New version of long-read fusion isoform detection

THIS IS CURRENTLY STILL IN DEVELOPMENT, please post any issues to the wiki

Basic requirements: python 3+, pysam FLAIR installed using conda and conda environment activated - https://flair.readthedocs.io/en/latest/requirements.html

This is long-read fusion and fusion isoform detection meant for Oxford Nanopore or PacBio sequencing data. It is tailored to remove artifactual chimeras due to alignment and library prep errors. One advantage of this tool is the ability to detect alternative splicing in gene fusions.

This tool works best with well-annotated species such as human and mouse, as it primarily uses the annotated genes to detect gene fusions. Future releases will include more detction of fusions in unannotated regions. It has been tested with multiple human and mouse gencode releases (https://www.gencodegenes.org/human/release_38.html), so please try to match the formatting of annotations from other sources to gencode.

preprocessing: This tool works with highly error-prone data, but that will slow it down so we reccommend removing very short reads (<300bp) before running. DO NOT filter for read quality, as that can remove real chimeras. This is particularly important for data known to have many short artifacts, such as single-cell data.

FLAIR-fusion preprocessing: FLAIR-fusion needs to generate two reference files - a transcriptome intron location reference and a transcriptome homology reference. This takes a while, so make sure you only use the -q option to generate these files once per genome/transcriptome reference and afterwards provide the file locations wil -e and -p

usage: python[3+] fusionfindingpipeline.py -r reads.[fq/fa] -t transcriptome.fa -g genome.fa -a annotation.gtf [-m OR -s readsAlignedToTranscriptome.bam] [-q OR -e path.tsv -p path.tsv] [other options] -i

FLAIR-fusion 2.0 parse options

options:
  -h, --help            show this help message and exit
  
  -g G, --genome G      path to genome
  
  -d D, --scratchFolder D
                        path to scratch folder for writing large files in preprocessing
                        
  -t T, --transcriptome T
                        path to transcriptome (.fa)
                        
  -r R, --reads R       .fa or fq file
  
  -s S, --alignedReads S
                        .bam file that has a matching index
                        
  -e E, --intronCoords E
                        path to intron to genome coords file (.tsv)
                        
  -p P, --paralogReference P
                        path to intron to genome coords file (.tsv)
                        
  -b B, --buffer B      length of buffer for calling alignments as too close on genomic scale (bp)
  
  -l L, --readSupport L
                        number of reads required to call fusion
                        
  -a A, --anno A        path to anno.gtf
  
  -i, --callIsoforms    whether to detect fusion isoforms
  
  -q, --runPreprocessing
                        whether to run preprocessing steps (intron to genome and homology reference making)
                        
  -m, --alignTranscriptome
                        whether to align reads to transcriptome, if this is not selected, need to give .bam file with -s option
  -o O, --output O      output file name base, if not specified, will be derived from reads file name. This will prefix all output files.

OUTPUTS

There are currently many output files, future releases will have a more trimmed version of output files. The most important ones are as follows:

filePrefix.transcriptomeAligned-fusionReadCounts.tsv: This is the fusions identified and their read support.

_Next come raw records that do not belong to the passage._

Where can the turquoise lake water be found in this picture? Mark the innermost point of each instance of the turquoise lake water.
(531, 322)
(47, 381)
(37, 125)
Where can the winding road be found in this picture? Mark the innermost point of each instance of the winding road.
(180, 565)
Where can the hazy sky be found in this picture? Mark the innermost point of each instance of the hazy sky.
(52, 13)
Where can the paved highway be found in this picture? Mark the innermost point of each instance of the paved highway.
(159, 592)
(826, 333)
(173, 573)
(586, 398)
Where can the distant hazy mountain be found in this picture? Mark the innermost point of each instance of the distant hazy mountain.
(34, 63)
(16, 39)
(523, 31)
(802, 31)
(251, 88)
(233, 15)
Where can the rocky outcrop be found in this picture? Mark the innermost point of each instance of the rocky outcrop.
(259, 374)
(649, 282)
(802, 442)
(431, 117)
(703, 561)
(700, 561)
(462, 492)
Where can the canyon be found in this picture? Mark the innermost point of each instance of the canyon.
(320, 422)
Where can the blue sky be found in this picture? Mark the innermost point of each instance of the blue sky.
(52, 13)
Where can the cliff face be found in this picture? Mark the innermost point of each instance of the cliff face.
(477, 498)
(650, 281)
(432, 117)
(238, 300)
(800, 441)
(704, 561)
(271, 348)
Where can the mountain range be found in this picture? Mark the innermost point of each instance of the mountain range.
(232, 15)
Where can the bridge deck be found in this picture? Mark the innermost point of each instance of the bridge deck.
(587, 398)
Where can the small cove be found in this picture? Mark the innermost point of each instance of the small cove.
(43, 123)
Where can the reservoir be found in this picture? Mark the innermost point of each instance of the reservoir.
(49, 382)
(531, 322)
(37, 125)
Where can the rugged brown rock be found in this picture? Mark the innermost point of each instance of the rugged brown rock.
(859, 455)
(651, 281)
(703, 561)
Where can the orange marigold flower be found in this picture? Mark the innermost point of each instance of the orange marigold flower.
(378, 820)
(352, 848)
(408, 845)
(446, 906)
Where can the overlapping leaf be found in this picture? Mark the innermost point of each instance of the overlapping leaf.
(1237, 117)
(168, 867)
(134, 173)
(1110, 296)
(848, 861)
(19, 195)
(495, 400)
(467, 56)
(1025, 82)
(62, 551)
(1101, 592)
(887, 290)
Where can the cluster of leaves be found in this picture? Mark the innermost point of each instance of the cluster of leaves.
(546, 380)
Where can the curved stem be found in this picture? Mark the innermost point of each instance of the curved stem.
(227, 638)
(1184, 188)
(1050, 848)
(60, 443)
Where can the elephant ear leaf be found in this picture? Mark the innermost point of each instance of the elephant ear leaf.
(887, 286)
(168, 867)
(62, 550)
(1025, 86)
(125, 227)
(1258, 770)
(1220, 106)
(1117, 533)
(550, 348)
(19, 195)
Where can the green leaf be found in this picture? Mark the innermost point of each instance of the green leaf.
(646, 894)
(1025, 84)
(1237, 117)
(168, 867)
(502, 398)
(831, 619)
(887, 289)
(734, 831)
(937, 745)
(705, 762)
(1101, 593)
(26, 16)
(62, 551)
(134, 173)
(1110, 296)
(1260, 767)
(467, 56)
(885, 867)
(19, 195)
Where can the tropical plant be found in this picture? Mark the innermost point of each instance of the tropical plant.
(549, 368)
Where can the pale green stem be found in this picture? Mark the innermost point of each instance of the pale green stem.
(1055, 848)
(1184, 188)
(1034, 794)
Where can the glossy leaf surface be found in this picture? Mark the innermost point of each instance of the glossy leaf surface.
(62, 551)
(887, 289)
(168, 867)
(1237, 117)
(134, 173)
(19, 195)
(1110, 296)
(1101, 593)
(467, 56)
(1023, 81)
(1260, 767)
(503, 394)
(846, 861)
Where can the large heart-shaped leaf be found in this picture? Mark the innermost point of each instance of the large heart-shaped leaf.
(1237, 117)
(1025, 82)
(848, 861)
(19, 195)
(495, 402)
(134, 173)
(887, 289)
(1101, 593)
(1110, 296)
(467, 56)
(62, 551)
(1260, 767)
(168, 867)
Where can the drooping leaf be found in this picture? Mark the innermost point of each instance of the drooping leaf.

filePrefix.transcriptomeAligned-rejectedChimerasAfterParaRemoved.tsv: This is all chimeras that FLAIR-fusion threw out in filtering, good for troubleshooting

filePrefix-fusionOnly.genomeAligned-flair.collapse.isoforms.bed: These are the final fusion isoforms detected, each fusion will represent two lines of the .bed file, one line for the alignment to each locus. These lines will have the same name. This is also the file to look at for final predictions of fusion breakpoints.

filePrefix.syntheticAligned-flair.collapse.combined.isoform.read.map.txt: These are the final isoforms with all reads supporting each isoform. The total reads supporting all isoforms of the fusion will likely be less than the number in the ReadCounts.tsv file, as some reads are lost in the isoform identification process. If you want more precision on which reads support which isoforms (and likely more read support for each isoform), feel free to run FLAIR-quantify using the .flair.collapse.isoforms.fa file and the filePrefix-fusionsOnly.[fa/fq] file.